Keywords: anesthesia for coronary heart disease
Second, the narcotic treatment
Coronary heart disease anesthesia and perioperative hemodynamic management principles to maintain myocardial oxygen supply and demand balance, avoid the aggravation of myocardial ischemia. Myocardial oxygen uptake rate, which amounts to 60 to 65%, usually when the increase in myocardial oxygen consumption, the only way to increase coronary blood flow to provide, but in patients with coronary heart disease coronary reserve capacity is low, it is difficult to complete the increase in oxygen consumption matches the blood flow and myocardial ischemia, therefore, want to maintain myocardial oxygen supply and demand balance, as much as possible to reduce myocardial oxygen consumption. To do this you should:
1, to avoid an increase in myocardial oxygen demand (oxygen consumption] factors:
The influencing factors of myocardial oxygen consumption (1) myocardial contractility; (2) ventricular wall tension by its ventricular systolic and end-diastolic pressure; (3) heart rate. Perioperative myocardial oxygen demand increases, usually due to high blood pressure and / or increased heart rate. Faster heart rate in addition to increased myocardial oxygen consumption and myocardial blood flow regulation. Animal experiments suggest that: in the case of a normal heart rate, endocardial autoregulation pressure low limit of 38mmhg, automatically adjust the pressure when the heart rate faster times, low rose 61mmhg only. This suggests that the faster heart rate, want to maintain the same number of myocardial blood flow supply, you need a higher perfusion pressure. The other faster heart rate, left ventricular diastolic time, the decline in coronary blood flow. Perioperative heart rate remained stable, to avoid increased heart rate, control of heart rate in the preoperative the quiet state level (before CPB heart rate slower than 70bpm, of downtime and postoperative heart rate is generally not more than 90bpm) clearly favor the myocardial oxygen the supply and demand balance.

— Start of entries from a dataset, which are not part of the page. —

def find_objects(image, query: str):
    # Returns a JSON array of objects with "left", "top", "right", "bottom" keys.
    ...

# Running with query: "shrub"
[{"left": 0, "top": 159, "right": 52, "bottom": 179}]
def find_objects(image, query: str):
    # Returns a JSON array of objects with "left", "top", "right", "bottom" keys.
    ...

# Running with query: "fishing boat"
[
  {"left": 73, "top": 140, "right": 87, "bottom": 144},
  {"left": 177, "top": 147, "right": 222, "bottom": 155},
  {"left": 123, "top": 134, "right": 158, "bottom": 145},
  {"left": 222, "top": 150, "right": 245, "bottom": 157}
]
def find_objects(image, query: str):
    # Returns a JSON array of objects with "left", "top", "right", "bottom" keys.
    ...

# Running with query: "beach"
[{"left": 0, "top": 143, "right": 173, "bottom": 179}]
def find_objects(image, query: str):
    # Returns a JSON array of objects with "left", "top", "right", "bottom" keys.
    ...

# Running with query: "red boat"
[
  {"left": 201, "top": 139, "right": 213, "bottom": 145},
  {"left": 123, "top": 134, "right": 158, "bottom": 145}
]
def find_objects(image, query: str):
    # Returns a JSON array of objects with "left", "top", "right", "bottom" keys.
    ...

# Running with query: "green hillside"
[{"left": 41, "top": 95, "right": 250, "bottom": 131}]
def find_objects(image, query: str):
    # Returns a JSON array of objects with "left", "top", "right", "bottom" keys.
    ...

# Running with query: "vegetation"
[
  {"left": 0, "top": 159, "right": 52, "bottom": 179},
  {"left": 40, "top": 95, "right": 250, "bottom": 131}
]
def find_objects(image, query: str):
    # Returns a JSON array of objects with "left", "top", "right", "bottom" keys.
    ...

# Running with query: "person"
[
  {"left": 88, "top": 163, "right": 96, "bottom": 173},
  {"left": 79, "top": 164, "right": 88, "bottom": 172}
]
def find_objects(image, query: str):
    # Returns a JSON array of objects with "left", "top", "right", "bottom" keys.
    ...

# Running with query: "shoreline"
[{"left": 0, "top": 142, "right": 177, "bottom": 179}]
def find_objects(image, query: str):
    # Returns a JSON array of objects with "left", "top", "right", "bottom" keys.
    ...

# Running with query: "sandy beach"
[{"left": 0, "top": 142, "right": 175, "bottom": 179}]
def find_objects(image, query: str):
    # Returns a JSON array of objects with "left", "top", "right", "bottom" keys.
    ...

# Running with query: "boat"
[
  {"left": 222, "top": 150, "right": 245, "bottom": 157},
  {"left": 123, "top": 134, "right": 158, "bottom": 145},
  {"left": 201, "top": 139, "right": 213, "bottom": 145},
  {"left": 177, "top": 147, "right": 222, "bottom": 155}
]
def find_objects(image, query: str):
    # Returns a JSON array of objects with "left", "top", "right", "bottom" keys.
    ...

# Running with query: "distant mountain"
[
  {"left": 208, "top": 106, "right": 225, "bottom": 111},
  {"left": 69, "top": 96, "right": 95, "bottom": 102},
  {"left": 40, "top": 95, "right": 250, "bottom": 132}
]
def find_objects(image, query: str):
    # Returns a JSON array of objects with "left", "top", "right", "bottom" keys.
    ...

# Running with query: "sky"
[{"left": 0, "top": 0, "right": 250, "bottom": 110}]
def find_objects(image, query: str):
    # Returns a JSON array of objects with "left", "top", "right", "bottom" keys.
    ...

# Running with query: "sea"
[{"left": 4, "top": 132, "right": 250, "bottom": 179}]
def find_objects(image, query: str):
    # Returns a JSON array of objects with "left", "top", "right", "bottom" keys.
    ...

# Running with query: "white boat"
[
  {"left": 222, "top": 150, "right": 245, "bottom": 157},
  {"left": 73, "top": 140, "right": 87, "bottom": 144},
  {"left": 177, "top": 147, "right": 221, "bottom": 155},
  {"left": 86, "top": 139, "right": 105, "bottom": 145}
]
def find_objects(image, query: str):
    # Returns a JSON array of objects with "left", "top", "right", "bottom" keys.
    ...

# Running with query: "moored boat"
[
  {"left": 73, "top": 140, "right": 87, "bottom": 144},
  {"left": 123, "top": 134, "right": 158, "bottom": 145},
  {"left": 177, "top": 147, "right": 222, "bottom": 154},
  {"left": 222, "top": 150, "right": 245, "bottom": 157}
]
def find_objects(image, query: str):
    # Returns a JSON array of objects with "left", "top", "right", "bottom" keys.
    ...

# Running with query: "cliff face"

Clinical data show that the probability of myocardial ischemia decreased heart rate slower than 70bpm patients. Surgery anesthesia management point of view from the Fuwai cardiovascular disease hospital cabg after the heart rate Piankuai proportion (cpb 90 years ago 87% of the cases, the heart rate of more than 90bpm) larger unstable anesthesia after surgery a higher mortality rate. 90 years to control heart rate, anesthesia after postoperative recovery more smoothly than before, the significant decline in operative mortality, mortality after 95 years has reached the international advanced level. Although cabg surgery mortality is influenced by many factors, perioperative maintain a stable heart rate, to avoid adding to myocardial ischemia, played a very important role.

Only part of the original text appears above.